Critics of UBI are also quick to point out that the program would be incredibly costly. This is true; introducing a minimum basic income to the US would cost an estimated $3.8 trillion a year, 21% of GDP. Economist Paul Krugman describes this amount as “not politically achievable” in the current political climate – the high investment required for UBI is daunting to most governments. Many believe that there simply is not enough money for both UBI and a strong public service sector. Diverting money to cash handouts could compromise the integrity of health care systems and educational systems which both serve to facilitate UBI’s aim of social justice. But with UBI replacing social welfare, there is no longer a need for expensive bureaucracy in welfare programs, as the payment is unconditional. Also, the investment is a small price to pay for the myriad improvements UBI would bring to total economic output. It would contribute to higher tax revenues, as well as better well-being and standard of living. Furthermore, the initiative would not only be paid for by increasing taxes on high-earners, but also by taxing rent-seeking practices, which are not productive for the economy, with levies on intellectual property. The ILO found that imposing a small set of levies and taxes to financial activity would provide up to 23.2 per cent of GDP in high-income countries, more than enough to pay for UBI. Financing UBI would be challenging, but certainly feasible.

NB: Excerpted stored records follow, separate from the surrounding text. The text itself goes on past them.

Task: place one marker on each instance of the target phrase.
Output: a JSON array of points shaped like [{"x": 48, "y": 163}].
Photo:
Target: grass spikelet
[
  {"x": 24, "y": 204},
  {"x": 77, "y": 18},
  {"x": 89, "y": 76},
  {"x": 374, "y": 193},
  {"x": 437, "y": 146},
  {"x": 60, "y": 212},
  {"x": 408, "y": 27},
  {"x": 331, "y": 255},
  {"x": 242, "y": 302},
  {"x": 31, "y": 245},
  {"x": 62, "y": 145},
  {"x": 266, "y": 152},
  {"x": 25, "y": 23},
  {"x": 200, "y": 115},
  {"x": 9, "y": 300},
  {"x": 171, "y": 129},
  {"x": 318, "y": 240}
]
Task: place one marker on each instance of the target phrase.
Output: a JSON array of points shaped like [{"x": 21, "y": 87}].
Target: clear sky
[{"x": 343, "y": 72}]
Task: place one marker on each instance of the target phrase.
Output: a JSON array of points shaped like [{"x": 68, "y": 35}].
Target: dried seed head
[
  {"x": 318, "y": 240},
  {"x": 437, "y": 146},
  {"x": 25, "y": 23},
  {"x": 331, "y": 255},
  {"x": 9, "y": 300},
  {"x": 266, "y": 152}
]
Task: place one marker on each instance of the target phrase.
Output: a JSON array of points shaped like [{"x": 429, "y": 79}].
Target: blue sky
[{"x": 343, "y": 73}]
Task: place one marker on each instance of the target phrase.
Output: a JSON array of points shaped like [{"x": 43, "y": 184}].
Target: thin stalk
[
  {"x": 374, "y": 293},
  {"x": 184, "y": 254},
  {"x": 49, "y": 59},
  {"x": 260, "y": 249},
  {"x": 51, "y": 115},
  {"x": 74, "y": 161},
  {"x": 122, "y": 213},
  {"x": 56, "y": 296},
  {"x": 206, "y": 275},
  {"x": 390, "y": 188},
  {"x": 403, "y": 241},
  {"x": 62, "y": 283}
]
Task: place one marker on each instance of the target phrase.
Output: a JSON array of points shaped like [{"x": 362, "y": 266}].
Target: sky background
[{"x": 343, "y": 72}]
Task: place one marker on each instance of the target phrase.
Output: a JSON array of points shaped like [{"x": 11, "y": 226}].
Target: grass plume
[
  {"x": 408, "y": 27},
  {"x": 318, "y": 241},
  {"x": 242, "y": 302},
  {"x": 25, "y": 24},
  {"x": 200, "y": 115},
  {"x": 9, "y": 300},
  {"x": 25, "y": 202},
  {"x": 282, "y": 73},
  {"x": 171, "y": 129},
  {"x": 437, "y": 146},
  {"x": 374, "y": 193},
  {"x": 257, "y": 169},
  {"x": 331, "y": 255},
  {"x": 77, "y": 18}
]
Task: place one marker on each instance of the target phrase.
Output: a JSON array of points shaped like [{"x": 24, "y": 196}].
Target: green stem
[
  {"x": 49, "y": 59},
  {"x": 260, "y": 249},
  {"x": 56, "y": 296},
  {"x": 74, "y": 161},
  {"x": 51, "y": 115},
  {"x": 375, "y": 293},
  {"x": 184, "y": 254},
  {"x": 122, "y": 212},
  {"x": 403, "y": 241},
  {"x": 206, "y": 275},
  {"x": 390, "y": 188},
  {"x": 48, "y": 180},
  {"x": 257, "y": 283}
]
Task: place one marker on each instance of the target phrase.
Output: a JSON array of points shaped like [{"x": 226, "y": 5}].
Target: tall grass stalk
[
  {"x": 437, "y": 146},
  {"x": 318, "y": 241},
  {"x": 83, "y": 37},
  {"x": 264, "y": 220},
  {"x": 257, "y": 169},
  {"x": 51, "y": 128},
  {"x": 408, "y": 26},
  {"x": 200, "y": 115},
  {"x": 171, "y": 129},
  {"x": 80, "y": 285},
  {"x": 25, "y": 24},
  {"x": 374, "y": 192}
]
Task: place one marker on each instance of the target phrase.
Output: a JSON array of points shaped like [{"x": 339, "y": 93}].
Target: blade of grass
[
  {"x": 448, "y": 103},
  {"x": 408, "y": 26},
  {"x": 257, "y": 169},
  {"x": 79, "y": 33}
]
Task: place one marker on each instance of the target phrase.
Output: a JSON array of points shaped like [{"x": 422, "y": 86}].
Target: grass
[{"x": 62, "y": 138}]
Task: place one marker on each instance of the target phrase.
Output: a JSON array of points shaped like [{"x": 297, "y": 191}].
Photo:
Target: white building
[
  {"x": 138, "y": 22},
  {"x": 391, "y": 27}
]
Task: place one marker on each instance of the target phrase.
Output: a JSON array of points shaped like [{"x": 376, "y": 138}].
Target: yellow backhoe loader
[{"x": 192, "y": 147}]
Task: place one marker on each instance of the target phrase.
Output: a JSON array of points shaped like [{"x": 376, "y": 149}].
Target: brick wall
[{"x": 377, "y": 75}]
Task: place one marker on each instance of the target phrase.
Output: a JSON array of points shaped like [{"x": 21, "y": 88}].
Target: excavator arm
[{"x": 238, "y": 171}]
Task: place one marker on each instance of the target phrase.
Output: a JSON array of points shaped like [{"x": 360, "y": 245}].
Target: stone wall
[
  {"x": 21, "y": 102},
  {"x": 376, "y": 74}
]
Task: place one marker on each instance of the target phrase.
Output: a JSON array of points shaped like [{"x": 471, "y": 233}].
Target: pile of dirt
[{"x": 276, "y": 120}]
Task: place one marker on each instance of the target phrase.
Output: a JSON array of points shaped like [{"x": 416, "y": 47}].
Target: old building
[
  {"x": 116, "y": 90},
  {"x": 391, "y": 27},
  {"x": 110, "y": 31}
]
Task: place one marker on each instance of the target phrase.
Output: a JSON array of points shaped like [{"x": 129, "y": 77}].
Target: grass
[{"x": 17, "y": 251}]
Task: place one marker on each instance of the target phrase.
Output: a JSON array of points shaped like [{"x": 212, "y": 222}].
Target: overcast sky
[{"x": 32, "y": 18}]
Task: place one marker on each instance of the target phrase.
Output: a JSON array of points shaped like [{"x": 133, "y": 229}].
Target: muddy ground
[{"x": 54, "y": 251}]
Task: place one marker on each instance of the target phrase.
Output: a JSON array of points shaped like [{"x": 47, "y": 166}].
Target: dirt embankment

An important factor to consider is that UBI has never been fully trialled on a national scale. Critics worry that even trials of UBI such as those in Alaska, Finland and Kenya do not scale up well, as they have been on very select demographics and have almost never been enough to cross the poverty line. However, significant change can only come about through replacing social welfare with a completely different model.
While UBI seems ambitious to some, it would benefit the economy and well-being of citizens by providing income security, greater capital flow, and increased social mobility. In the future, UBI could also be a solution to the increasingly large problem of human redundancy caused by AI and technology. Overall, UBI has fantastic prospects. It only remains for a brave nation to implement it.